A peak at the Style Forum

Myntra Style Forum

Every consumer on the Myntra app will have a profile of their own, and they can post fashion queries which can be answered by other shoppers. Shoppers who are confused and cannot make a decision can put up the two items their vacillating between for vote on the Style Forum.

Myntra is also actively trying to get celebrities on the Style Forum to interact with the shoppers and share their styling insights. Bollywood actor Jacqueline Fernandez was on the forum a few days ago where she answered more than 1,000 questions.

Brand profiles

Apart from the consumer profiles, Myntra’s partner brands will also have profiles of their own where they can interact with the customers through story cards and specific campaigns to promote their newer collections. This will also help brands get followers for their profiles.

Nike, for example, already has 20,000 followers on the Myntra platform.

Partner portal

A view of the brand portal

From the perspective of partner brands, this is where all the magic happens. The new backend will help consumers post content only to a specific user segment. For example, if a certain range is only for college kids, the partner brand can have ready access to that demographic and post content only to their social media feeds. Moreover, it will provide tips to brands for increasing their outreach.

These store cards created by the brands are also explored for advertisement revenue sources for Myntra, which is a subsidiary of Flipkart. However, the company says they haven’t started tapping into that yet.


Ever since Myntra went app-only in May 2015, doubts have been raised about the e-commerce platform and whether it was showing any growth in numbers.

Trying to put to rest such speculations was Ananth Narayanan, Chief Executive Officer, Myntra, who says the firm could reach $1 billion in revenue by 2016. Also, it is looking at making profits by 2016, he adds. He also reiterated that Myntra would remain an app-only platform.

The app has 7.6 million monthly active users, which was just six million a few months ago. According to Ananth, the platform is witnessing a repeat rate of 80 per cent with 66 per cent Year-on-Year growth.

“We will be speaking of Myntra as the 'House of Brands' throughout the next year. Brands, app strategy, marketing and supply chain differentiation are key to our growth for 2016. Today, we have as many as 1,700 brands on Myntra contributing to 20 per cent of our revenue,” says Ananth.
A view of the partner portal used by Myntra's brand partners

YourStory take    

In the past few months, Myntra has been questioned on its app-only strategy.

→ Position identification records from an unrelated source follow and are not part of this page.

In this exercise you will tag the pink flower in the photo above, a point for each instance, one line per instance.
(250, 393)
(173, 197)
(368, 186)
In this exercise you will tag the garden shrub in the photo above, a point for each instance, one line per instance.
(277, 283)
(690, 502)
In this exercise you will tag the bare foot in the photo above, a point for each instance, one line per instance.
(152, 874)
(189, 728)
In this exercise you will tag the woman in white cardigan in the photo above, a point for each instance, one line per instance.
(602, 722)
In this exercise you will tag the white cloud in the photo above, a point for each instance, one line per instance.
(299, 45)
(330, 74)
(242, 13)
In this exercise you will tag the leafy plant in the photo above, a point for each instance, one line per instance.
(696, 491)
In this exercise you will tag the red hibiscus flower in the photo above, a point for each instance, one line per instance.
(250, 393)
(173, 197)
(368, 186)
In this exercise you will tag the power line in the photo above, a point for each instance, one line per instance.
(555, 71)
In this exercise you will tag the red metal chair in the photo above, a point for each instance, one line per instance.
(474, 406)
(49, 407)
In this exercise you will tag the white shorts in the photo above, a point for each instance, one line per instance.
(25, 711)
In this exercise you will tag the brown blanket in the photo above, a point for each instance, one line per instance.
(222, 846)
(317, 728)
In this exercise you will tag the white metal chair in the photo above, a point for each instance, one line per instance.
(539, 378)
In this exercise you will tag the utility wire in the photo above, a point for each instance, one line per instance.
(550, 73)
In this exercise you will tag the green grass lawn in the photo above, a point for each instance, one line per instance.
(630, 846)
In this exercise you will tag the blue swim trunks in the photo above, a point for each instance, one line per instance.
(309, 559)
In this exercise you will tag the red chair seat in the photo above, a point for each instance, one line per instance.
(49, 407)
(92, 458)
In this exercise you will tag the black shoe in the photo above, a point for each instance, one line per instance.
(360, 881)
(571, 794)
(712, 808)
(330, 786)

Snapdeal’s Co-founder and CEO Kunal Bahl has been quoted saying that it is not a consumer–friendly move, and questions have been raised about the continued existence of the mobile site as well.

Perhaps one of the reasons behind retaining the mobile website would be to drive the number of app downloads. For instance, if Consumer X suggests a style to Consumer Y, in order for Consumer Y to purchase that style, he/she has to download the app.

Myntra is equally clear that the mobile website is for browsing rather than for transactions, which can happen only on the app.

Another question that rises is of changing tastes. Though this move of building a fashion community might be an interesting take on bettering user experience, it can equally backfire if the suggested story cards are not the brands or products that a consumer wants to subscribe to anymore. This could lead to the user getting spammed.

While riding the social way of shopping, Myntra should be wary of the complexities that technology may bring.